Comment 22 Michal Hlavinka 2009-04-09 05:25:09 EDT
(In reply to comment #21)
> >> new version of 'ksh' fails to set PS1='# ' after a SUID root.
> >
> >what way are you trying to set PS1 ?
> 
> Said it wrong.  Just performing a simple 'su' is what
> I meant.  Drives me crazy to not see when I'm
> running a root shell.  For awhile I kept setting
> PS1 manually after 'su', but that's truly a pain.
> Loaded up the old 'ksh' and it works like a charm.

I have /bin/bash as default shell, so I've tested it with
su --shell=/bin/ksh
and
su - --shell=/bin/ksh

and both worked for me.

Then I've changed default shell for root in /etc/passwd 
and using 'su' and 'su -' also works for me.

Tested in rhel-5.3 using ksh-20080202-2.el5
Comment 23 starlight 2009-04-09 09:42:50 EDT
The indicated test works the same here.

Problem appears when 'ksh' is the default
shell for an account.  Then the # prompt
does not appear after a plain, parameterless
'su' command.
Comment 24 Michal Hlavinka 2009-04-09 10:31:11 EDT
I've created user kshuser, set default shell to ksh in /etc/passwd and set default shell to ksh for root.
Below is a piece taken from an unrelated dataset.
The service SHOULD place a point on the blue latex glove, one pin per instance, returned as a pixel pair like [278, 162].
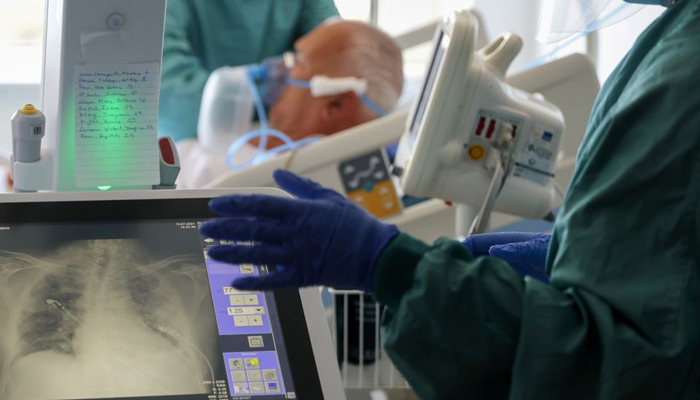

For kshuser I get '$' prompt and after 'su' it changes to '#'.

tested in rhel-5.3

what way do you use it?
Comment 25 starlight 2009-04-09 11:02:20 EDT
Figured out the problem results from setting

   PS1='$ '
   EXPORT PS1

in .profile.


If an exported PS1 variable is present, 'su'
keeps that value instead of establishing a #

Also determined that SHELL=/bin/ksh is all that's
needed.  Doesn't have to be the account shell.
Comment 26 starlight 2009-04-11 20:34:25 EDT
Just noticed I overlooked my 'su' script (forgot I had
it; has a 2002 creation date):

/bin/su -m ${@}

So I have the -m (retain enviorment switch on the 'su' line.
This usually keeps almost all of the environment, but
replaces the value of PS1 with '# ' regardless.  The new
'ksh' version seems to just keep everything the same.